Artificial intelligence scanning ancient scientific research documents captures discoveries that people have missed so far.
The algorithm, which uses the relationships between words, identifies thermoelectric material candidates for that are promising and likely to be better than those currently used.
Scientists used machine learning to uncover the information contained in ancient research documents. The machine learning algorithm, which uses the language of millions of ancient research documents, has started to make new discoveries.
Researchers at the Lawrence Berkeley National Laboratory gave details of their work in an article published in Nature on July 3. Researchers who run an algorithm called Word2Vec to scan the old scientific research documents to uncover scientific discoveries that people may have missed, shared the results. After scanning, the algorithm began to make predictions about possible thermoelectric materials.
The findings were published July 3 in the journal Nature. The lead author of the study, “Unsupervised Word Embeddings Capture Latent Knowledge from Materials Science Literature,” is Vahe Tshitoyan, a Berkeley Lab postdoctoral fellow now working at Google. Along with Jain, Berkeley Lab scientists Kristin Persson and Gerbrand Ceder helped lead the study.

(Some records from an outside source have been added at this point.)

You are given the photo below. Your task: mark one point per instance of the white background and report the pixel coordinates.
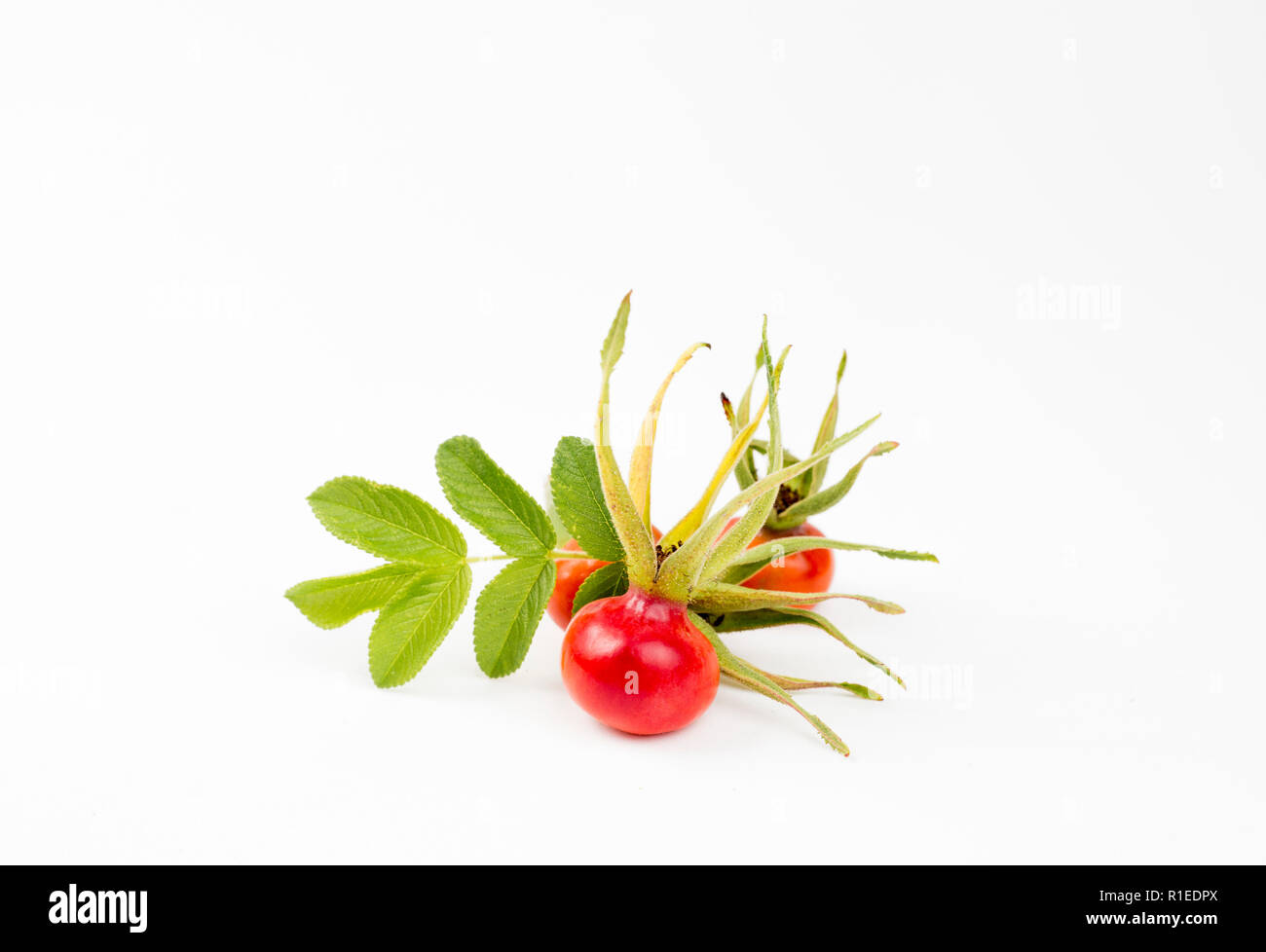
(248, 247)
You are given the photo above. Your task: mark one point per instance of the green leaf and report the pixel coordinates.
(756, 680)
(827, 497)
(604, 582)
(333, 602)
(414, 623)
(577, 495)
(634, 535)
(387, 522)
(755, 559)
(490, 500)
(507, 611)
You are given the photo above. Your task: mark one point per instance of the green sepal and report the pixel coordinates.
(754, 560)
(759, 681)
(821, 501)
(720, 598)
(775, 618)
(634, 537)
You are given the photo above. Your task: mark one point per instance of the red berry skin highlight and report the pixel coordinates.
(637, 664)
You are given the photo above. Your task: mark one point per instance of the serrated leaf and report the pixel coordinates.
(821, 501)
(486, 497)
(507, 611)
(577, 496)
(333, 602)
(604, 582)
(414, 623)
(387, 522)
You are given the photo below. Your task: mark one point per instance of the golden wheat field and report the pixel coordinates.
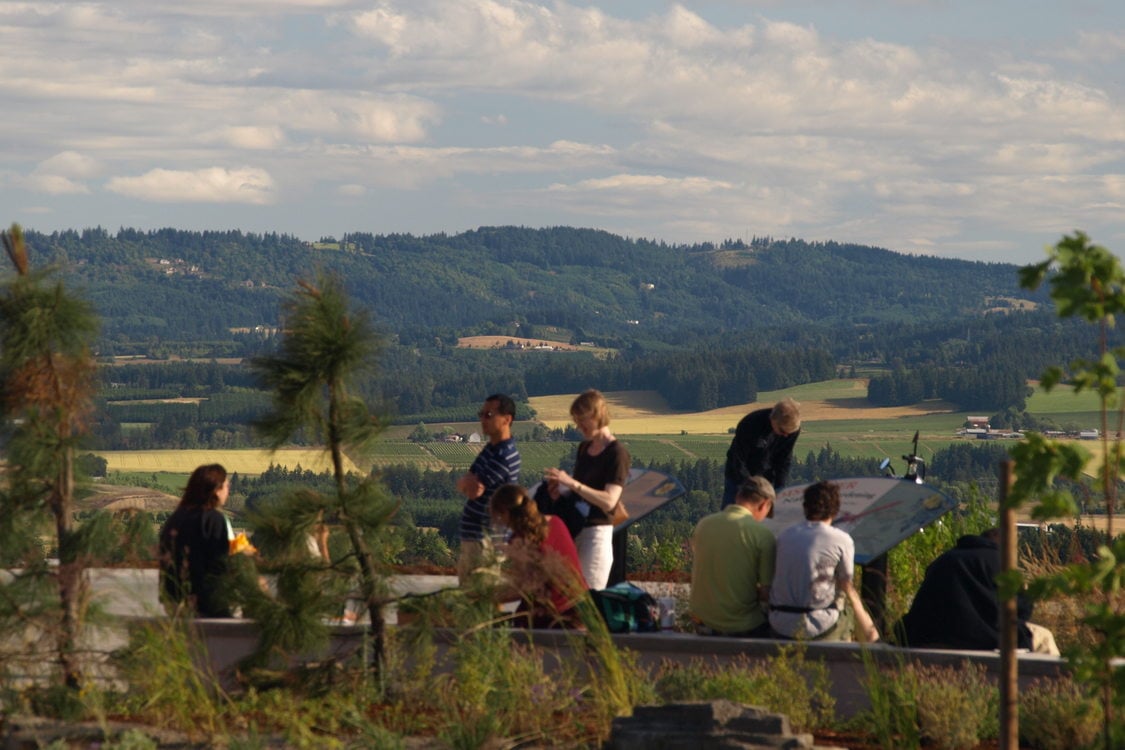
(242, 461)
(497, 342)
(646, 413)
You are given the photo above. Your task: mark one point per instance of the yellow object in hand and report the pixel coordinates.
(241, 545)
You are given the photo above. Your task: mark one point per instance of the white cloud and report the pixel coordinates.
(351, 191)
(668, 119)
(254, 137)
(70, 163)
(54, 184)
(215, 184)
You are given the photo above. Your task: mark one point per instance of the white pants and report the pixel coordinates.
(1042, 640)
(595, 553)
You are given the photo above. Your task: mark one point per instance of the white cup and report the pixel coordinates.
(667, 605)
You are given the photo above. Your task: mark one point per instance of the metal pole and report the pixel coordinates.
(1009, 667)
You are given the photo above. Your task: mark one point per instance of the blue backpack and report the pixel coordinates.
(627, 608)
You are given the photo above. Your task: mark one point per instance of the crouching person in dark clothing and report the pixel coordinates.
(956, 605)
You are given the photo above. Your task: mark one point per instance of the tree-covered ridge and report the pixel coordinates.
(199, 286)
(704, 325)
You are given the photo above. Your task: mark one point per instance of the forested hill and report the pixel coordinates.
(172, 286)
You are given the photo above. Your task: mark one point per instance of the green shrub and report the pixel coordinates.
(956, 707)
(1055, 715)
(947, 707)
(892, 719)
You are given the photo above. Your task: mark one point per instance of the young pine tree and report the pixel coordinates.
(46, 391)
(325, 349)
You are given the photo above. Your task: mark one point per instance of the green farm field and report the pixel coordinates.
(836, 414)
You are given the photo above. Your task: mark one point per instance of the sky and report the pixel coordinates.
(980, 129)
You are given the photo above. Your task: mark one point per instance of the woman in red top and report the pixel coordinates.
(542, 568)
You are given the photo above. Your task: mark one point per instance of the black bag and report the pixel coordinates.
(627, 608)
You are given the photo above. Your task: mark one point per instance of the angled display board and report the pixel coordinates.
(878, 512)
(645, 490)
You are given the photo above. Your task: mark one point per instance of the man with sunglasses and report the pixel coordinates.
(763, 446)
(496, 464)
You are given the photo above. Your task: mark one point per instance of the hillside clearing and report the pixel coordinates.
(646, 413)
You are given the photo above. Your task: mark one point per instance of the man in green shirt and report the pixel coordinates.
(734, 565)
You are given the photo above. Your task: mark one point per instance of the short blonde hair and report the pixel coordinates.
(592, 404)
(786, 415)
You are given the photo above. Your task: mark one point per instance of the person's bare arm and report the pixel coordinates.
(606, 499)
(864, 626)
(469, 486)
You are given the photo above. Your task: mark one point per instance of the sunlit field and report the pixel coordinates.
(645, 413)
(241, 461)
(835, 413)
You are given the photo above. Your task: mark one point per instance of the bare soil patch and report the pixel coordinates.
(501, 342)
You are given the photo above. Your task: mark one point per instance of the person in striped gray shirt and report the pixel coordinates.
(496, 464)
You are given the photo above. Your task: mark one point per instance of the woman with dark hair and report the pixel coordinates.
(195, 543)
(541, 568)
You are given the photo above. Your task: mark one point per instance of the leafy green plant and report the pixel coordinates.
(785, 684)
(892, 719)
(947, 707)
(1056, 714)
(324, 351)
(169, 684)
(46, 394)
(957, 707)
(1086, 281)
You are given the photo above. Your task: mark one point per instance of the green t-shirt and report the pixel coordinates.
(732, 553)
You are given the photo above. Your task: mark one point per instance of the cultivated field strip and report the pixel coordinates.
(241, 461)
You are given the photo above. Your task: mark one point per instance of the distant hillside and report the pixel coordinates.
(173, 286)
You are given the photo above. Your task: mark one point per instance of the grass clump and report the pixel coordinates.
(1058, 715)
(786, 684)
(915, 705)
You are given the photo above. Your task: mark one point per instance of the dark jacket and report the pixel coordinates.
(194, 554)
(956, 605)
(758, 451)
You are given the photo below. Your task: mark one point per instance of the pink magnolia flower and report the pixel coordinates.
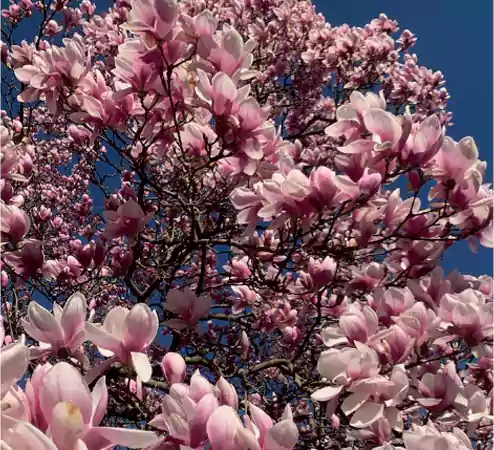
(238, 268)
(24, 436)
(439, 391)
(62, 329)
(186, 304)
(392, 302)
(204, 24)
(14, 222)
(73, 413)
(428, 437)
(418, 322)
(322, 272)
(225, 430)
(185, 412)
(220, 96)
(272, 436)
(227, 394)
(153, 19)
(228, 53)
(129, 220)
(342, 366)
(174, 367)
(394, 343)
(372, 396)
(14, 359)
(127, 335)
(469, 313)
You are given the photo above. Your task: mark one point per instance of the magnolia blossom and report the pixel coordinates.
(187, 305)
(126, 335)
(62, 329)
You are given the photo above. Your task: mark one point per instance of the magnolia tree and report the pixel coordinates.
(221, 228)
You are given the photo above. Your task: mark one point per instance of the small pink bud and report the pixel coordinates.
(174, 367)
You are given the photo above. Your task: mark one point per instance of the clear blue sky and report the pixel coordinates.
(455, 37)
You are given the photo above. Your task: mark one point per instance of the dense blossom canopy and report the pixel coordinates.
(222, 223)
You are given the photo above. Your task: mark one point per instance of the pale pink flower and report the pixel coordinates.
(188, 305)
(62, 329)
(174, 367)
(127, 335)
(73, 413)
(129, 220)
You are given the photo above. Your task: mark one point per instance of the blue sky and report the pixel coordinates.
(455, 37)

Even though the algorithm made this discovery, it does not have information about thermoelectric, what equation it finds. Artificial intelligence makes predictions and determines candidates by looking at the word sequence only.
Anubhav Jain, a researcher of this study, says that artificial intelligence can examine any subject. Artificial intelligence, acting as a researcher, sometimes examines different subjects.
The algorithm has read a summary of 3.3 million scientific articles so far in order to be trained. At this stage, the algorithm, which has a repertoire of approximately 500 thousand words, has learned the relationship between machine learning and words.
Artificial intelligence, dealing with words according to their relationships and structural contexts, placed each associated series on a separate vector. In other words, a vector such as the periodic table – nonmetals – carbon – organic molecule – DNA can emerge. What was noteworthy here were the relations associated with thermoelectric but not included in any summary.
Researchers feeding the algorithm only through articles up to 2009 realized that a structure normally discovered in 2012 had already been discovered by artificial intelligence in this study.
Their findings highlight the possibility of extracting knowledge and relationships from the massive body of scientific literature in a collective manner, and point towards a generalized approach to the mining of scientific literature.